Teerã concluiu que a saga ISIL no Iraque é um empreendimento EUA-Saudita e que o Qatar foi excluído dele. (As relações Sauditas-Qatar estão em estado de congelamento). O conclave que se reuniu com Kerry em Paris em 26 de Junho/2014 para discutir o roteiro para o Iraque e a Síria incluía a Arábia Saudita, os Emirados Árabes Unidos e a Jordânia, mas a ausência do Qatar saltava à vista.

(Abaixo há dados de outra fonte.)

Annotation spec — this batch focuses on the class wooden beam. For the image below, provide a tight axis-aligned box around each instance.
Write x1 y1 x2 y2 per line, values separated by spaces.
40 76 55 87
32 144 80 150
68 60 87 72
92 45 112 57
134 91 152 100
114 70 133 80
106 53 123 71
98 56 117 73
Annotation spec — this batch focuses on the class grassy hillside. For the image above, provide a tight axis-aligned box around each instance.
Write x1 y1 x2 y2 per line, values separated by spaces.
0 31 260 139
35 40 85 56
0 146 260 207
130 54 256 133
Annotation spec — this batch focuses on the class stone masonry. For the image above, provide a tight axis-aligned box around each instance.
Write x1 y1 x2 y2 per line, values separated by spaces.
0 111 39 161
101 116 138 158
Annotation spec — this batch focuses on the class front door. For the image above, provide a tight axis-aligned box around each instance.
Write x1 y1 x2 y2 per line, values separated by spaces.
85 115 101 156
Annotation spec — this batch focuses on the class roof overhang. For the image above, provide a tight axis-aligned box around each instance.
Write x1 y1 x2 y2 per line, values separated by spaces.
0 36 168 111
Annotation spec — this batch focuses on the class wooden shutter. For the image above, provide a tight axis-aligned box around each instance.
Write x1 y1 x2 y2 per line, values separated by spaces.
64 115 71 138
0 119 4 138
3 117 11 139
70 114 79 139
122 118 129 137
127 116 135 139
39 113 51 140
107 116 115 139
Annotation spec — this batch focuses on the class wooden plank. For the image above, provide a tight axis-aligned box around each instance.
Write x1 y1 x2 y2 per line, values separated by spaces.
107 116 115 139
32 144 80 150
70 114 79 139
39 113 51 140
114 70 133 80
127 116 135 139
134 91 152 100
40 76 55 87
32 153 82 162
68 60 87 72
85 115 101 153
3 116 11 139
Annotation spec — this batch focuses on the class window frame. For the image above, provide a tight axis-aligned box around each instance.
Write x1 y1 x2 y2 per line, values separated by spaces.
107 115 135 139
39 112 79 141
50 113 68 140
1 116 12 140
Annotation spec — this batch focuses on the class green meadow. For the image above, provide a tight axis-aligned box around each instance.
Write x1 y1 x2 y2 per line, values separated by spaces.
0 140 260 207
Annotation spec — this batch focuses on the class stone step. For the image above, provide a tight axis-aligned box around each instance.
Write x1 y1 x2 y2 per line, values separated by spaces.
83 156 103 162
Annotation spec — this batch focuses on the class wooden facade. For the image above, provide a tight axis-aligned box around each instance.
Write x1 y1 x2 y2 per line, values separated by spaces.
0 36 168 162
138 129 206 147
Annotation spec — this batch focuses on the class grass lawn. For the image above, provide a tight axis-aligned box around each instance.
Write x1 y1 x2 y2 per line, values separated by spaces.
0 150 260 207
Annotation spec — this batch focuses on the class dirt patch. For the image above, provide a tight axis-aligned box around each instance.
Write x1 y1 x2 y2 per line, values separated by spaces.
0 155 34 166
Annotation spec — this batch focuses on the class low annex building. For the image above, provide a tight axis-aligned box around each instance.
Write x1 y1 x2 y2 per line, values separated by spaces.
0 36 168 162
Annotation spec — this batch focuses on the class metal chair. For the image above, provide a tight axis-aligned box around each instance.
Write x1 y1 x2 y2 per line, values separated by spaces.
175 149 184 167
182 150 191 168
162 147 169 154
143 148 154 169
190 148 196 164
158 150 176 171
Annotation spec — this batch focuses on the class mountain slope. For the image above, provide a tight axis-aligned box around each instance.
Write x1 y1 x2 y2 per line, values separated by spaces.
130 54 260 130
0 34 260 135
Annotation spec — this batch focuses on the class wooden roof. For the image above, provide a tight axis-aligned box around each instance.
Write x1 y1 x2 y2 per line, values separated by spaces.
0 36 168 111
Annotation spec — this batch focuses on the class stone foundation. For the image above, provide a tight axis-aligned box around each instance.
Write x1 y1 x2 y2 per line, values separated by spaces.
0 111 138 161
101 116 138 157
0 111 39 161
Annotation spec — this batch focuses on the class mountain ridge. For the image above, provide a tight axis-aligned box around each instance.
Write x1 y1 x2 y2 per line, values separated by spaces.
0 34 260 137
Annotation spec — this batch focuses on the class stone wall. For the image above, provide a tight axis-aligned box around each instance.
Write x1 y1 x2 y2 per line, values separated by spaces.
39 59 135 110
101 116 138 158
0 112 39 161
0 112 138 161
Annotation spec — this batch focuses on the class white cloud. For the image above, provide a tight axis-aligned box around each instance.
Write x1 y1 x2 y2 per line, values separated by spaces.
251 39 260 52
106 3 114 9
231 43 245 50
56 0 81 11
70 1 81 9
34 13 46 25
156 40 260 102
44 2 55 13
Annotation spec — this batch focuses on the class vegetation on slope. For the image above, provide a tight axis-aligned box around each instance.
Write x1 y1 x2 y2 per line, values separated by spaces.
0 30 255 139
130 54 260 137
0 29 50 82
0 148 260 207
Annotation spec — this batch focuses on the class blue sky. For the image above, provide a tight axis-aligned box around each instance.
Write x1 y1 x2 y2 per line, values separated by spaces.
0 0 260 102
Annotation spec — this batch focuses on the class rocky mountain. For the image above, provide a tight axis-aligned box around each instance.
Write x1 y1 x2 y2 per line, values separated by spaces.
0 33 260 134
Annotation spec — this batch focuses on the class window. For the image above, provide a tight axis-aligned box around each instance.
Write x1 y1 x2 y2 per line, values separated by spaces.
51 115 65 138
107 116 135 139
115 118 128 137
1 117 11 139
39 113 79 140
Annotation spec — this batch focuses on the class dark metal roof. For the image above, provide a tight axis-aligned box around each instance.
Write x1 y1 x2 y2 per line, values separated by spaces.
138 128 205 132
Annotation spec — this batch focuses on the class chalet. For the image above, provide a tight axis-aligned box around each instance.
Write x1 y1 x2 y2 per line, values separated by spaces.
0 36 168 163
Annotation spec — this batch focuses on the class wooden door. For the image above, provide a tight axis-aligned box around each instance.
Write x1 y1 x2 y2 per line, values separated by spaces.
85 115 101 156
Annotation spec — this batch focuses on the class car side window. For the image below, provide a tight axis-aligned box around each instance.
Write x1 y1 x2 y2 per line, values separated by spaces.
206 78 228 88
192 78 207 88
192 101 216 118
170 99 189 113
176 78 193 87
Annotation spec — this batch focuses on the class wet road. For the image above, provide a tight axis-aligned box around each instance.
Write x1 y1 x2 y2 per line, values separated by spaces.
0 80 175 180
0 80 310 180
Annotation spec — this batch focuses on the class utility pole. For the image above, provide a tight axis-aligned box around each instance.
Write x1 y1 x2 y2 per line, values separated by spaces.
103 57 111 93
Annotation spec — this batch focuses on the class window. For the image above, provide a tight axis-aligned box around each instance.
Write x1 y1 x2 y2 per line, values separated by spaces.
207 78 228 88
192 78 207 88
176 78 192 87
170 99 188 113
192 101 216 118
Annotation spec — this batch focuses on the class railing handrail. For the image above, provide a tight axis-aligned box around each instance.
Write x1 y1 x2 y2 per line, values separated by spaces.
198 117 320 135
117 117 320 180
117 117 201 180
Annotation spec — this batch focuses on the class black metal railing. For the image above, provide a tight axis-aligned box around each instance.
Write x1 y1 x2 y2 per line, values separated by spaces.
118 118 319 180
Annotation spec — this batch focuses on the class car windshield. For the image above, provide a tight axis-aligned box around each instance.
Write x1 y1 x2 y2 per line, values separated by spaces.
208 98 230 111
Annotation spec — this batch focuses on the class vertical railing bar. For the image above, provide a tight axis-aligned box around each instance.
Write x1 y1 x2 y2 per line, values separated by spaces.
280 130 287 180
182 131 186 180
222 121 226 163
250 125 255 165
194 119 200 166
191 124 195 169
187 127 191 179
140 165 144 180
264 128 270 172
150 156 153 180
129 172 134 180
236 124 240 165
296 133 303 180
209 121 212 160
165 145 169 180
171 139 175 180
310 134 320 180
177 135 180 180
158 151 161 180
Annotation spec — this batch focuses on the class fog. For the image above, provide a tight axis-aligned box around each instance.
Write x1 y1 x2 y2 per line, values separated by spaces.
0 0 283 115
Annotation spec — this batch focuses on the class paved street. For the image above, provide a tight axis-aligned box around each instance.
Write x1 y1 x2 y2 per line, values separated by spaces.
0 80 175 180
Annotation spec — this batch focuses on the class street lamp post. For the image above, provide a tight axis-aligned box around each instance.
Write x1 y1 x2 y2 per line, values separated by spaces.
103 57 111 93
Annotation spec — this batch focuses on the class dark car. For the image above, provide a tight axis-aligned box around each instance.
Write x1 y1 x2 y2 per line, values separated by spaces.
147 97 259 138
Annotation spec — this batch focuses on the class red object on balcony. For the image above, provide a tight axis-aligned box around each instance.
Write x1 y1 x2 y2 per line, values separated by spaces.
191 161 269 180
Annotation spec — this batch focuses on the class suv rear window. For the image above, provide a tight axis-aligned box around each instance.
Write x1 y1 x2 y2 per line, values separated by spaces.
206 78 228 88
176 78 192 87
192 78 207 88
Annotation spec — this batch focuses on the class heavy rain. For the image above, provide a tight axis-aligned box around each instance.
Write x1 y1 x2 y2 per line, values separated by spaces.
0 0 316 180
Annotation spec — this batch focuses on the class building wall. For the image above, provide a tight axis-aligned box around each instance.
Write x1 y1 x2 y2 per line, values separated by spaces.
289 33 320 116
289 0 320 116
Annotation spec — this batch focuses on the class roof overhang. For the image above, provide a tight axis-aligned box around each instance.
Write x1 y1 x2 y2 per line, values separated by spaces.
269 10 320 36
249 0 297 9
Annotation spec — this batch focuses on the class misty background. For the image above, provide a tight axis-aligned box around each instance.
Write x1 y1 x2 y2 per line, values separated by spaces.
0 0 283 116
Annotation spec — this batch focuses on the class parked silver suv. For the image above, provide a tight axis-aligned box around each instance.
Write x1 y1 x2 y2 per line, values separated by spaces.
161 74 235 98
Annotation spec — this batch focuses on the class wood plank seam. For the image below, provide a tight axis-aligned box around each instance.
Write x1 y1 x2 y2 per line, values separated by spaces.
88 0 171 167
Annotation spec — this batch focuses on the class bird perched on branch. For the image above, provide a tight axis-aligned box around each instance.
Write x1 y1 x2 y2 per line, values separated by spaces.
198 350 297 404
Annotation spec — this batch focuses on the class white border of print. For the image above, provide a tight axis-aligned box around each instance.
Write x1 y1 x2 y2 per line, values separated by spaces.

Nesses termos, no domingo (29/6/2014)Rouhani pegou no telefone e debateu com o Emir do Qatar os desafios do Iraque e do ISIL. Rouhani propôs que Irã e Qatar se juntassem para combater o terrorismo no Iraque.

Wael al-Halqi
Na segunda-feira (30/6/2014) igualmente, numa chamada telefônica do Primeiro Vice-Presidente do Irã para o primeiro-ministro sírio Wael al-Halqi, Teerã reiterou o seu apoio ao presidente sírio, Bashar al-Assad.

O significado fundamental destas iniciativas na frente diplomática é que o Irã espera infligir uma esmagadora derrota ao ISIL. Está claramente em curso a mobilização para esse objetivo. 

O Irã não permitirá que a vitória conseguida na Síria seja posta em causa pelas forças derrotadas através da ofensiva do ISIL no Iraque; nem irá contemporizar com uma reversão do ascendente xiita no Iraque pela porta traseira da “balcanização” do país.

Em resumo, Teerã não está disponível para comprometer os seus interesses vitais e as suas preocupações centrais na Síria e no Iraque apenas porque as conversações entre o P5+1 e o Irã acerca da questão nuclear se aproximam da reta final.
__________________________________________________


[*] MK Bhadrakumar foi diplomata de carreira do Serviço Exterior da Índia. Prestou serviços na União Soviética, Coreia do Sul, Sri Lanka, Alemanha, Afeganistão, Paquistão, Uzbequistão e Turquia. É especialista em questões do Oriente Médio, Afeganistão e Paquistão e escreve sobre temas de geopolítica, de energia e de segurança para várias publicações, dentre as quais The Hindu e Ásia Times Online, Al Jazeera, Counterpunch, Information Clearing House, e muitas outras. Anima o blog Indian Punchline no sítio Rediff BLOGS. É o filho mais velho de MK Kumaran (1915–1994), famoso escritor, jornalista, tradutor e militante de Kerala, Índia.